Pour que survivent ses meules, le patron de Fallot est allé prospecter des carrières de «pierre alimentaire», a planché sur un procédé moderne de «rhabillage les meules», c’est ainsi que l’on nomme l’action de retailler la pierre des meules pour qu’elles conservent leurs capacités de broyage. Chaque année, 13 000 visiteurs viennent découvrir le patrimoine et le savoir-faire de cette moutarderie à travers un parcours muséographique et une autre mise en scène plus futuriste sur le site de production actuel. On y hume le parfum réjouissant du condiment en broyant soi-même quelques grains de moutarde avec un peu de vin blanc ou de vinaigre dans un mortier. Puis l’on s’en va caresser une monumentale jarre de grès qui conservait le verjus ; contempler le gros tonneau ventru du malaxeur chassant les bulles d’air de la moutarde pour ne pas qu’elle s’oxyde.

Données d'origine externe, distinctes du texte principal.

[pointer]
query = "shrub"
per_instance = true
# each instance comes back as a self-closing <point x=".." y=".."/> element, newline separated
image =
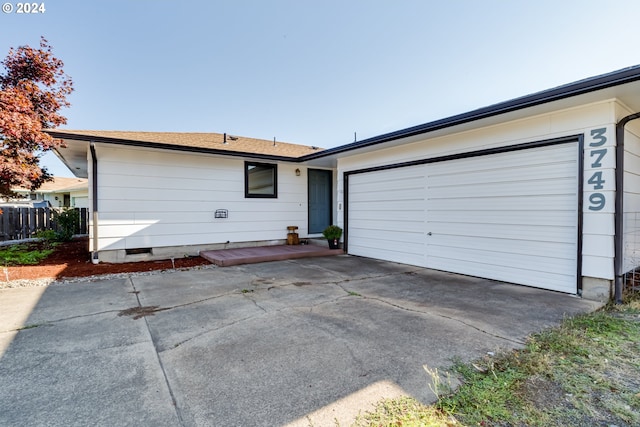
<point x="68" y="221"/>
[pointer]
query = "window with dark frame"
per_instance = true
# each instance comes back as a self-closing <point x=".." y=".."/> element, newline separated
<point x="260" y="180"/>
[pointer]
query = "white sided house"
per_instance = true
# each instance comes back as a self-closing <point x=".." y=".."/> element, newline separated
<point x="542" y="190"/>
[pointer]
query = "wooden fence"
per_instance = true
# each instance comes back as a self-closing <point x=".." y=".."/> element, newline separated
<point x="22" y="223"/>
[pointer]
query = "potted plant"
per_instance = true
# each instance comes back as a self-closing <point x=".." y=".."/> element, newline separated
<point x="332" y="233"/>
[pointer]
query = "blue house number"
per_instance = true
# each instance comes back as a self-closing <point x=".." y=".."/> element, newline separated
<point x="597" y="201"/>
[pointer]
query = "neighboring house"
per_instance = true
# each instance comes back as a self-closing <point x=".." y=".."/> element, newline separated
<point x="61" y="192"/>
<point x="542" y="190"/>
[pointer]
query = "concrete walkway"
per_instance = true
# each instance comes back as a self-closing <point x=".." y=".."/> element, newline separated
<point x="289" y="343"/>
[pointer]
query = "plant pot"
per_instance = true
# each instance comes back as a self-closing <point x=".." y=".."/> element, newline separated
<point x="334" y="243"/>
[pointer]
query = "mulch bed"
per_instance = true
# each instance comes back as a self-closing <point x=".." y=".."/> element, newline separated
<point x="72" y="259"/>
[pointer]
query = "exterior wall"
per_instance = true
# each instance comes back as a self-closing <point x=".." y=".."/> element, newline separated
<point x="631" y="203"/>
<point x="598" y="230"/>
<point x="162" y="199"/>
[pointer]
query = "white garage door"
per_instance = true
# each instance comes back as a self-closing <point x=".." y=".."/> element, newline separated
<point x="510" y="216"/>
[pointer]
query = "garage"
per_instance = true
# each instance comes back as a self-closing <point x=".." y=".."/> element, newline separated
<point x="510" y="214"/>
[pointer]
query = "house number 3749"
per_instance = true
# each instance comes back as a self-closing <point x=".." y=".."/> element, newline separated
<point x="597" y="200"/>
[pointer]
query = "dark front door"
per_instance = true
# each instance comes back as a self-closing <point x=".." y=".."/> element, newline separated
<point x="320" y="184"/>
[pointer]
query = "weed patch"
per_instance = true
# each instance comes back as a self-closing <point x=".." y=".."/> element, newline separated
<point x="584" y="372"/>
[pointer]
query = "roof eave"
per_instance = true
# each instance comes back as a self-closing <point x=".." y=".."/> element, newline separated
<point x="172" y="147"/>
<point x="604" y="81"/>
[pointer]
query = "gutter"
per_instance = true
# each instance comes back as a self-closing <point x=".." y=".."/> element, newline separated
<point x="94" y="192"/>
<point x="619" y="206"/>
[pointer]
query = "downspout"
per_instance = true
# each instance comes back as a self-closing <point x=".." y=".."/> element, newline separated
<point x="94" y="189"/>
<point x="619" y="206"/>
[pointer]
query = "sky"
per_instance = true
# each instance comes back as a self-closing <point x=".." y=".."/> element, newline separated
<point x="317" y="73"/>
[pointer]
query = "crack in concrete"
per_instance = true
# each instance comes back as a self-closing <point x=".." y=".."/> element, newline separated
<point x="455" y="319"/>
<point x="162" y="368"/>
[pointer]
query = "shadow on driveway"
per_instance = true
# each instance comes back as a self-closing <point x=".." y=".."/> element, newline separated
<point x="288" y="343"/>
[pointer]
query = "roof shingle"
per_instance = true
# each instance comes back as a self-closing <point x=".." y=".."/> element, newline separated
<point x="207" y="141"/>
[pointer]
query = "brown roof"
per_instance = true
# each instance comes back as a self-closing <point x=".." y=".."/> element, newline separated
<point x="207" y="141"/>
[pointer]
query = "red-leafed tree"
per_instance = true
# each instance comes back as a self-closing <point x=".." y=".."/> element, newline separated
<point x="33" y="88"/>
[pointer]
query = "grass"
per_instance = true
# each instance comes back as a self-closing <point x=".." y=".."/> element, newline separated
<point x="584" y="372"/>
<point x="24" y="254"/>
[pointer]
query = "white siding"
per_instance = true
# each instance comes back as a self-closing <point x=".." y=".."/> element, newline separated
<point x="151" y="198"/>
<point x="631" y="218"/>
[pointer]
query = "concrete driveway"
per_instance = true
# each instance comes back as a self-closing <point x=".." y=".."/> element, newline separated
<point x="288" y="343"/>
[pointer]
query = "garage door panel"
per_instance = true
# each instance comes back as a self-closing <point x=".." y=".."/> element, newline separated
<point x="549" y="157"/>
<point x="389" y="214"/>
<point x="501" y="232"/>
<point x="496" y="259"/>
<point x="510" y="216"/>
<point x="538" y="279"/>
<point x="408" y="226"/>
<point x="400" y="195"/>
<point x="488" y="244"/>
<point x="541" y="217"/>
<point x="400" y="254"/>
<point x="497" y="175"/>
<point x="514" y="204"/>
<point x="548" y="186"/>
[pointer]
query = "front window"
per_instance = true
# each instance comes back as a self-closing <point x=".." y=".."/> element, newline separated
<point x="260" y="180"/>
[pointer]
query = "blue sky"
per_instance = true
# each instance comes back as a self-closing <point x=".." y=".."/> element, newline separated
<point x="315" y="73"/>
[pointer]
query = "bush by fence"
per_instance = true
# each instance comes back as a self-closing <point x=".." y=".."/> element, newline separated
<point x="23" y="223"/>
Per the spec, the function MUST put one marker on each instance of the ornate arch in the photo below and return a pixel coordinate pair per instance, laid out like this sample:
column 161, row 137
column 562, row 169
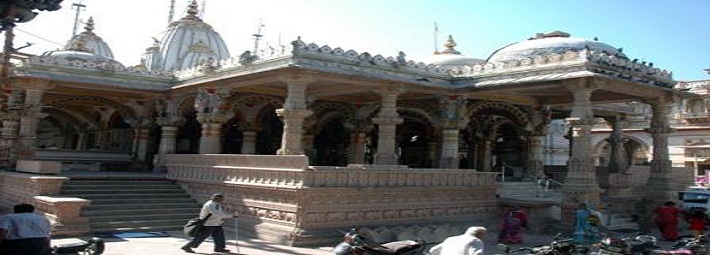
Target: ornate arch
column 125, row 111
column 326, row 111
column 504, row 109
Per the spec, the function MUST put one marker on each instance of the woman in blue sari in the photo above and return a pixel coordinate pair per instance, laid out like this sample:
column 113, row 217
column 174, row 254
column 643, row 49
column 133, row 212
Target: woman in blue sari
column 586, row 225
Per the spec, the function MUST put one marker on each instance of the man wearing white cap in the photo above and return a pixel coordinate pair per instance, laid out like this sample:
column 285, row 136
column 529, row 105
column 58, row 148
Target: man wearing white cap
column 468, row 243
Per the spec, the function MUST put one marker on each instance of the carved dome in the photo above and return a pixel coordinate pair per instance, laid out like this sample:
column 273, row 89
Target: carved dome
column 452, row 57
column 187, row 43
column 85, row 46
column 554, row 42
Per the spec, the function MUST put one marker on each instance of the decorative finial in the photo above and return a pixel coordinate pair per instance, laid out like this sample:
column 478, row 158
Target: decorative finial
column 450, row 44
column 90, row 25
column 192, row 9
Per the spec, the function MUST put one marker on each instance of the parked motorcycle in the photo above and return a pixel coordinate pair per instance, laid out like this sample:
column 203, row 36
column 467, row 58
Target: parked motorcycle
column 687, row 245
column 639, row 244
column 356, row 244
column 558, row 246
column 94, row 246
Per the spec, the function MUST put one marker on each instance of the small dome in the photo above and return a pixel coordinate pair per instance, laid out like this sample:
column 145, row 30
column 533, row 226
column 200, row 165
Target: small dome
column 89, row 42
column 187, row 43
column 86, row 46
column 451, row 57
column 554, row 42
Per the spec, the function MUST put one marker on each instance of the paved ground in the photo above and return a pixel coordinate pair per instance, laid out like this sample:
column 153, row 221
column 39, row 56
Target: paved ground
column 170, row 245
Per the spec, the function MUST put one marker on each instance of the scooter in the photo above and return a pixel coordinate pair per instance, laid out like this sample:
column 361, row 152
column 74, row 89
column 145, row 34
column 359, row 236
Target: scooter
column 356, row 244
column 558, row 246
column 639, row 244
column 94, row 246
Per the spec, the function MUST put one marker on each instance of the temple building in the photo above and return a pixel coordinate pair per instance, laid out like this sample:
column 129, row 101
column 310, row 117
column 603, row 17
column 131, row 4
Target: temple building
column 309, row 139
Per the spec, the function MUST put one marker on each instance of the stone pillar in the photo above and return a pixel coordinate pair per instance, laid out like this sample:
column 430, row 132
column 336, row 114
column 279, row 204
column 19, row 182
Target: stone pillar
column 357, row 147
column 249, row 142
column 81, row 141
column 453, row 119
column 449, row 148
column 535, row 165
column 387, row 121
column 659, row 184
column 486, row 152
column 294, row 113
column 212, row 116
column 616, row 155
column 140, row 143
column 168, row 142
column 581, row 183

Relance. Avant de s’attarder sur une assiette de gourmandises qui permettent de goûter les moutardes Fallot au pain d’épices de Dijon, au cassis, à l’estragon. Avec un dé de jambon persillé, on s’est longuement attardé sur la «moutarde de Bourgogne» que la maison Fallot fabrique avec des graines de moutarde cultivées en Bourgogne et du vin blanc aligoté de Bourgogne. Ce petit chef-d’œuvre condimentaire, qui bénéficie d’une Indication géographie protégée (IGP), s’inscrit dans une démarche collective de relance de la culture de la moutarde en Bourgogne alors qu’une grande partie de la production provient du Canada. Pour cette moutarde de Bourgogne, on est allé commander chez le boucher quatre belles tranches de jarret de veau (façon osso bucco) que l’on va préparer avec les ingrédients suivants : deux oignons rouges ; deux carottes, une branche de céleri ; un verre de vin blanc ; un verre de bouillon de viande ; quatre tranches de pain d’épices, sel, poivre, farine, beurre et huile d’olive. Farinez les tranches de veau et faites-les dorer au beurre dans une grande poêle. Réservez. Epluchez les oignons, les carottes, le céleri et tailler en julienne. Emiettez les tranches de pain d’épices. Faites revenir les légumes à l’huile d’olive dans une cocotte. Ajoutez le vin blanc, le bouillon de viande, trois cuillères à soupe de moutarde et le pain d’épices. Mélangez et incorporez les tranches de viande. Laissez mijoter à feu doux une heure en remuant de temps en temps en partant du fond de la cocotte. Si vous souhaitez une saveur plus piquante, vous pouvez rajouter une cuillère à soupe de moutarde en fin de cuisson. Et n’oubliez pas que la graine de moutarde noire ou brune, que l’on se procure dans les épiceries orientales, est une magnifique épice en soi pour égayer une poêlée de carottes, un gratin de légumes racines (navets, panais, carottes), parfumer une sauce à la crème accompagnant un poisson ou une viande blanche.
(1) Moutarderie Fallot, 31, rue du Faubourg Bretonnière 21200 Beaune, 03 80 22 10 02, Fallot.com. Renseignements également à l’Office du tourisme de Beaune, 03 80 26 21 33.